Aunque nuestro cerebro ha sido moldeado por la evolución a través de millones de años —y nos recuerda que provenimos de animales que nos heredaron capacidades extraordinarias para sobrevivir en el mundo y adaptarnos a él—, perdidos en nuestro característico afán competitivo aún no entendemos el valor de la complementariedad.

El cerebro primitivo nos empuja a sobrevivir (luchar por nuestra vida va más allá del pensamiento racional) y nuestro cerebro límbico nos invita a amar, cualidad imprescindible para elevar nuestra calidad de vida y tener un mundo mejor. Sin embargo, en un acto de verdadera arrogancia hemos dejado que lo «racional» sea lo que gobierne, dirija y oriente todas nuestras decisiones, y a juzgar por los resultados, no ha sido la mejor opción.

Debo confesar que he visto en el mundo a pequeños «reptiles» disfrazados de sapiens que saben moverse muy «inteligentemente»: cerebro arcaico y neocórtex actuando en su máximo esplendor, pero ¿a servicio de qué? Tristemente, hoy abundan pequeños monstruos hitlerianos, ensimismados en sus proyectos, que hacen lo que sea para salirse con la suya.

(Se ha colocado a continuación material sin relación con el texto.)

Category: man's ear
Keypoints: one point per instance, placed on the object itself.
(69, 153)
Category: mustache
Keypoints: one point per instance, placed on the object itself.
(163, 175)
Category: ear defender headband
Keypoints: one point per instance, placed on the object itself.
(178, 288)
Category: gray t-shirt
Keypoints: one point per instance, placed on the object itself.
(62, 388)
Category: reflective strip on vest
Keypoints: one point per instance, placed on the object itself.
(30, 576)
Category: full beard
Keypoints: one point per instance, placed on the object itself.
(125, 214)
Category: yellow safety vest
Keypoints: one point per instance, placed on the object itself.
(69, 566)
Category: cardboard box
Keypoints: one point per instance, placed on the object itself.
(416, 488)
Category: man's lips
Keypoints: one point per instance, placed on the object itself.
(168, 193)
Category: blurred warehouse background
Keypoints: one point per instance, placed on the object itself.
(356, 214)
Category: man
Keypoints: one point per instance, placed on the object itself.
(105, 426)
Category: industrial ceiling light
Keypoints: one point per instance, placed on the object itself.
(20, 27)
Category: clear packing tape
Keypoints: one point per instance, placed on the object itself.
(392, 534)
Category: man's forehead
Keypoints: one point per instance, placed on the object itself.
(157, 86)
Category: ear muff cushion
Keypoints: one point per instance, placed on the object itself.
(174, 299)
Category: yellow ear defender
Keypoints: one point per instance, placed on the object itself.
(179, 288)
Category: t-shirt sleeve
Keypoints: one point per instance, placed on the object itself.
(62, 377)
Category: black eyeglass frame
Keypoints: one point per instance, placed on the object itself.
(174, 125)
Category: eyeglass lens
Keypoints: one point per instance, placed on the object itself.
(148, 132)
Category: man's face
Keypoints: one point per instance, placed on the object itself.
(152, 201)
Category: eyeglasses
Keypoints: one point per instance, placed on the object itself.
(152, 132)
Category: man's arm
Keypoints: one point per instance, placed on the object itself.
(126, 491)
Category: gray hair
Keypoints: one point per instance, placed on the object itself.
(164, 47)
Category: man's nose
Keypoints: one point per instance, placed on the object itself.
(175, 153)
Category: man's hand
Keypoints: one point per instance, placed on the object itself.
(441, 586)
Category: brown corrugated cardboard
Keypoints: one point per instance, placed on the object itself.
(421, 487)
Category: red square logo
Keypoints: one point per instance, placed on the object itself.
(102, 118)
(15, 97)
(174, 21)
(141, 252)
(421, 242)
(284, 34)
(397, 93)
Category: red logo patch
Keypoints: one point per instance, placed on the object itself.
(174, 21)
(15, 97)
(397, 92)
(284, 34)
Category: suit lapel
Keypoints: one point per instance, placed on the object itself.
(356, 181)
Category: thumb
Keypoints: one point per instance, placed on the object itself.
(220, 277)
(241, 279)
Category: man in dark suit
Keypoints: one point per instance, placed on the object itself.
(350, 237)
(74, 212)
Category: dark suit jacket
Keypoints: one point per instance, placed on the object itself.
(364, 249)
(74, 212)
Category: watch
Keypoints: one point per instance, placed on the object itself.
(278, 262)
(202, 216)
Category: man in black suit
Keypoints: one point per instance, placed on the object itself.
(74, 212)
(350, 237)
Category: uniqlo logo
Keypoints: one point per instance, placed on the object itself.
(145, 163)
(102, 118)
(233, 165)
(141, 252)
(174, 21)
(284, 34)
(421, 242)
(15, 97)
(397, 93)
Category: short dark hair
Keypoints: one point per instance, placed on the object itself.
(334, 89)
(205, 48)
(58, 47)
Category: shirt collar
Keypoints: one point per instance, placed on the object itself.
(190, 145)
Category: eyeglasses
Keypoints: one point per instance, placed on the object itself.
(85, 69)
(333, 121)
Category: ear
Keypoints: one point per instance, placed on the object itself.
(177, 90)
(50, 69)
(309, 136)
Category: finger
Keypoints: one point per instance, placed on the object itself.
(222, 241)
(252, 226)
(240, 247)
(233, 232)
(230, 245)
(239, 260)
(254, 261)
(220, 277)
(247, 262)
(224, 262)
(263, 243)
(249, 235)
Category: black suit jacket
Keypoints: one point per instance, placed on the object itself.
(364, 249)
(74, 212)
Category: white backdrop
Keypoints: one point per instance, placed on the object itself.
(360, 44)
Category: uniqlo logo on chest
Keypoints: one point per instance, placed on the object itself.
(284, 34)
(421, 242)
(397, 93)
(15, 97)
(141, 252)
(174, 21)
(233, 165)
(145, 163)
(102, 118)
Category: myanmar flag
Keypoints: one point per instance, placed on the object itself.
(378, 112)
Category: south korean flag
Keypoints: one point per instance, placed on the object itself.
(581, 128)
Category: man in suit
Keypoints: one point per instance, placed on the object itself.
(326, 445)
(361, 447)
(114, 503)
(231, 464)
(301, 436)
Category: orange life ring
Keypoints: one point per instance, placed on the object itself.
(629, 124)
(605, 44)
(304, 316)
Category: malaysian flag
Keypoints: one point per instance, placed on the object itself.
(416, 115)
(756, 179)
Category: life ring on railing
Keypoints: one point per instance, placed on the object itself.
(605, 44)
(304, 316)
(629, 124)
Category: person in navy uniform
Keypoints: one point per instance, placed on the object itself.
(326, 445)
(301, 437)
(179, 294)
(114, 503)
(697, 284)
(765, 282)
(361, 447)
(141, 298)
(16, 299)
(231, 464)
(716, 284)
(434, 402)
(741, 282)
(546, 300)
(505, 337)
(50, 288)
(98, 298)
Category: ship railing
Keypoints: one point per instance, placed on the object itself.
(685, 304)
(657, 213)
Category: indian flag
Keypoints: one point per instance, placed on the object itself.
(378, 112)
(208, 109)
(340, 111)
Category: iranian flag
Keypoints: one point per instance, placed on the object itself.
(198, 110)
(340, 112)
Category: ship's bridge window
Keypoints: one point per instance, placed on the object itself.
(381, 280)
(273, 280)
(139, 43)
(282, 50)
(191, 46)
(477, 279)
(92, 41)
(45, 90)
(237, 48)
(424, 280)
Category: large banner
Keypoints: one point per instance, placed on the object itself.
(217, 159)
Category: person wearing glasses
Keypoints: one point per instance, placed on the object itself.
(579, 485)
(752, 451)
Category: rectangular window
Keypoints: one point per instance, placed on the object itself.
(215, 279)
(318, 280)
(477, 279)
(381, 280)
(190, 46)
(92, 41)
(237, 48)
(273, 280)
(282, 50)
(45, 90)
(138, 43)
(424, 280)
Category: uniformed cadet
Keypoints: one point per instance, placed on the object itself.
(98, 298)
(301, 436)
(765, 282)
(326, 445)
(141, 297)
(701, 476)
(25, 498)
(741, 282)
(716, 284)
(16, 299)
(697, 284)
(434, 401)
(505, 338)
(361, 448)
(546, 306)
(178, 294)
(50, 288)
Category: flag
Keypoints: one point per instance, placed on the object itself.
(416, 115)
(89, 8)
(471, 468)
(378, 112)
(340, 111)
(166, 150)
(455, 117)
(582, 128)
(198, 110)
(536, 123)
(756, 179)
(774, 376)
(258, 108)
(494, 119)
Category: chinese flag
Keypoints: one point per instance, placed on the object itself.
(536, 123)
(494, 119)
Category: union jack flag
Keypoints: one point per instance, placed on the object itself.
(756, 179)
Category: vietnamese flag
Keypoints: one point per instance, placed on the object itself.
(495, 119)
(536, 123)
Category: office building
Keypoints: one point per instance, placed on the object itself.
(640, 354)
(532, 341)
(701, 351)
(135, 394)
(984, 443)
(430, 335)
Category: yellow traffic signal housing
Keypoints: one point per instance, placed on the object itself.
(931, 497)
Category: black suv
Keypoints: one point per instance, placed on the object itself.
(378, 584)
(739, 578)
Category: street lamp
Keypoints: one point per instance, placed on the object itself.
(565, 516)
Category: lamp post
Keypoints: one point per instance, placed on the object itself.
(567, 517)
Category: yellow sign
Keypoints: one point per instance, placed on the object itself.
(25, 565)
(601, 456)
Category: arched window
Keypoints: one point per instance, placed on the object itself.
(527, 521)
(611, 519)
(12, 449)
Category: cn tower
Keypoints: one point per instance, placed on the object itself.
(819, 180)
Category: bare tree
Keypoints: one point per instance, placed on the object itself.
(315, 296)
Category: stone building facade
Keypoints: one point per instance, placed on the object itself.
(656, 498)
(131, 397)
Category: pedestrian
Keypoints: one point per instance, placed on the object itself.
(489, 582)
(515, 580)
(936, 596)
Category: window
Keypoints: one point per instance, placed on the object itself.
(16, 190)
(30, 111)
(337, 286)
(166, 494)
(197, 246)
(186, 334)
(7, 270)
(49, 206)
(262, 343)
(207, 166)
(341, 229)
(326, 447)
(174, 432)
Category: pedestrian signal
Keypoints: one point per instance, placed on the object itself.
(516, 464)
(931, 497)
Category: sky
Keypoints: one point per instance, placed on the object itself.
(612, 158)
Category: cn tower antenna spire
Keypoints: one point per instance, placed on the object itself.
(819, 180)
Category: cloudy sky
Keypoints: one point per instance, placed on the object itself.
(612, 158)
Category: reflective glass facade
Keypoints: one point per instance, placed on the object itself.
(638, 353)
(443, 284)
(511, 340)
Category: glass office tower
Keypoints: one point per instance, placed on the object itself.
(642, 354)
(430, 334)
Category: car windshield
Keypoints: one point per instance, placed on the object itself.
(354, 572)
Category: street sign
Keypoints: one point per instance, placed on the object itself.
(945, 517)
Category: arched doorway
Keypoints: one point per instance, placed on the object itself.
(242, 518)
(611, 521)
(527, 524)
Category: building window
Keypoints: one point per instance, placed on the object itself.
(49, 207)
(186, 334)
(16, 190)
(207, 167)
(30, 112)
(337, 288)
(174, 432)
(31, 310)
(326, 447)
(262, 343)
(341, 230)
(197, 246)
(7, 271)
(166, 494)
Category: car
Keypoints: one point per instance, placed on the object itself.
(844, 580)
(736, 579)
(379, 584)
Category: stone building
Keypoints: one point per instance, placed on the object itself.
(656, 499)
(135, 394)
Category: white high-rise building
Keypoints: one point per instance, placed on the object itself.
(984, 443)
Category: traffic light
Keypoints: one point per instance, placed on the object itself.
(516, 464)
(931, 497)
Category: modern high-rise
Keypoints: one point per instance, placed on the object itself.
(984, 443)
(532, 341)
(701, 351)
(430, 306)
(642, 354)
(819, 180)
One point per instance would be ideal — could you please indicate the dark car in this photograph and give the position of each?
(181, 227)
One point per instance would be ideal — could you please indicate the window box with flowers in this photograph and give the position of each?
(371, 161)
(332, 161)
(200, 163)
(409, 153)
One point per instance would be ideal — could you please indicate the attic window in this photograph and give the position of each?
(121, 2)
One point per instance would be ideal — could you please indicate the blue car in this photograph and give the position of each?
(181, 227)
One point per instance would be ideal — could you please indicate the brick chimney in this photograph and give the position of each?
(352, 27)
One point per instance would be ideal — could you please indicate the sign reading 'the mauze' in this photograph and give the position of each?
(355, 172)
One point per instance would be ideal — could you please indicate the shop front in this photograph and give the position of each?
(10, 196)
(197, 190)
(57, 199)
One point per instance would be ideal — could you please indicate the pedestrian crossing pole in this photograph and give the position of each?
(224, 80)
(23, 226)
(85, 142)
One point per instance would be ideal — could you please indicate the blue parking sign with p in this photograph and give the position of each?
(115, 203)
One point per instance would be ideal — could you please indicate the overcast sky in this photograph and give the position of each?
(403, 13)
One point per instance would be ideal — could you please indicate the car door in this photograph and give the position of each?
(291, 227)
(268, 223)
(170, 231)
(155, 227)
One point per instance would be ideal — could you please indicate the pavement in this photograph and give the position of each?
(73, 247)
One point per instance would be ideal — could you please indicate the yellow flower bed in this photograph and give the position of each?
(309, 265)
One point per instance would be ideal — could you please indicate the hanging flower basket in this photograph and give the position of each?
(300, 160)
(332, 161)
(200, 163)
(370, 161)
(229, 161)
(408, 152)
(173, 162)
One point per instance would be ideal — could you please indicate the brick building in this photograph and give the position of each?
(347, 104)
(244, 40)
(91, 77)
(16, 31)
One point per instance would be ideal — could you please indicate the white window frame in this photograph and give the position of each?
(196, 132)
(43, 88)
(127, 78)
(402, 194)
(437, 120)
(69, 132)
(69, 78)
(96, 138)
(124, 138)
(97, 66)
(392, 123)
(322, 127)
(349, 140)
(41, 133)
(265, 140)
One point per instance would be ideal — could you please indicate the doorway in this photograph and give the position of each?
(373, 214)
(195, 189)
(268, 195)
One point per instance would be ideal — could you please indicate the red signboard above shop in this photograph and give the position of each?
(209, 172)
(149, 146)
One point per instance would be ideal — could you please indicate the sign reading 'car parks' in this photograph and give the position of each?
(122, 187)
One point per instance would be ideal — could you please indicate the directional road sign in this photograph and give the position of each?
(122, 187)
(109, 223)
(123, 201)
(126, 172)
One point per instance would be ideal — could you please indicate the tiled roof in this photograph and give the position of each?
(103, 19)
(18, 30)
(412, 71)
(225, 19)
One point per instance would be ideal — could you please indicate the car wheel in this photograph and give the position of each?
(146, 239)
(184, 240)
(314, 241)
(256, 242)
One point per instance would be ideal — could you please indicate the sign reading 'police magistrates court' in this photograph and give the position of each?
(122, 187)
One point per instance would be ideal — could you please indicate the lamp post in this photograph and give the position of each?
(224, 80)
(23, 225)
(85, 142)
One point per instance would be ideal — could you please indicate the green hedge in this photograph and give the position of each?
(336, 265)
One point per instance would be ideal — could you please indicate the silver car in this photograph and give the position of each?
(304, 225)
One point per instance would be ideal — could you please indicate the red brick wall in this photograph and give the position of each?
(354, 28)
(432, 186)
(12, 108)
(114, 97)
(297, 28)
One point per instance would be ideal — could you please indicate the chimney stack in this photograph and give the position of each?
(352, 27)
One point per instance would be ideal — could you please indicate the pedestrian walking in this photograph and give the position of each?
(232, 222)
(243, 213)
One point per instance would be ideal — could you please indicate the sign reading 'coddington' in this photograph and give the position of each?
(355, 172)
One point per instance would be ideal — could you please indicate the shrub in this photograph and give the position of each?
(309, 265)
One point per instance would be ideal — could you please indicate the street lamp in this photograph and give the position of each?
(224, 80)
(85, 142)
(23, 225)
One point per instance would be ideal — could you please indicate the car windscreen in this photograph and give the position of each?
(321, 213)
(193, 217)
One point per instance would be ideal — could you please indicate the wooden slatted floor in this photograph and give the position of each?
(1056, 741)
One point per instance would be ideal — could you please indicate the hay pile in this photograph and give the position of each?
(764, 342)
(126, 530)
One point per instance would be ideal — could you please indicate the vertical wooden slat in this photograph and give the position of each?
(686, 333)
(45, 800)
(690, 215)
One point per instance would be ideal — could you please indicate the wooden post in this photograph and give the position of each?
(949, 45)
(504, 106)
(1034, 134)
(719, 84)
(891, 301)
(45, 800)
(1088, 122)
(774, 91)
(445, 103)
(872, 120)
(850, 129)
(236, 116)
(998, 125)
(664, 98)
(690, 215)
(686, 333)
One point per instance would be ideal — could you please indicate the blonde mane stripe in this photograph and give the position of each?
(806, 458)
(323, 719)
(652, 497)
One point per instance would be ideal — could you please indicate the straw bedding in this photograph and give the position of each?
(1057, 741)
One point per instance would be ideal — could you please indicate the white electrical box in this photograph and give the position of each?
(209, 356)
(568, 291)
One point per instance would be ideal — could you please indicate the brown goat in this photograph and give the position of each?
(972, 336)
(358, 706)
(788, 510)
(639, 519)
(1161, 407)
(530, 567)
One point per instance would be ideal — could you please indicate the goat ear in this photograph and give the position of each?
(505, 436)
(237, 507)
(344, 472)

Quizá si como humanos desarrolláramos nuestro máximo potencial podríamos intuir que pertenecemos a una gran urdimbre de la que tan solo somos un pequeño eslabón —la Tierra— (cerebro reptil), la cuidaríamos y protegeríamos con amor (cerebro límbico) y nuestra sobrada, venerada y respetada «inteligencia» (neocórtex) serviría para —a costa de lo que sea— proteger las dos ideas anteriores.